Use in the Elderly: There were 347 subjects in clinical studies of levetiracetam that were 65 years old and over. No overall differences in safety were observed between these subjects and younger subjects. There were insufficient numbers of elderly subjects in controlled trials of epilepsy to adequately assess the effectiveness of Levetiracetam in these patients.
Levetiracetam is known to be substantially excreted by the kidney, and the risk of adverse reactions to this drug may be greater in patients with impaired renal function. Because elderly patients are more likely to have decreased renal function, care should be taken in dose selection, and it may be useful to monitor renal function (see Pharmacology: Pharmacokinetics under Actions).
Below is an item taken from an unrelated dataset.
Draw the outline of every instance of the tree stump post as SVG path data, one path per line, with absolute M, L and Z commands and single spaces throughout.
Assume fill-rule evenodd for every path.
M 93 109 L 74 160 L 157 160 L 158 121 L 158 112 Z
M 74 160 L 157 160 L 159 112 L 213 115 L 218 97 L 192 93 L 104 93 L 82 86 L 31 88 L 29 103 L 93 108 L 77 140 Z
Use in Pregnancy: There are no adequate data from the use of Levetiracetam in pregnant women. Studies in animals have shown reproductive toxicity. The potential risk for human is unknown. Levetiracetam should not be used during pregnancy unless clearly necessary. Discontinuation of antiepileptic treatments may result in exacerbation of the disease, which is harmful to the mother and the fetus.
Labor and Delivery: The effect of Levetiracetam on labor and delivery in humans is unknown.
Use in Lactation: Levetiracetam is excreted in human breast milk. Therefore, breastfeeding is not recommended.
Levetiracetam is excreted in human milk. Because of the potential for serious adverse reactions in nursing infants from Levetiracetam, a decision should be made whether to discontinue nursing or discontinue the drug, taking into account the importance of the drug to the mother.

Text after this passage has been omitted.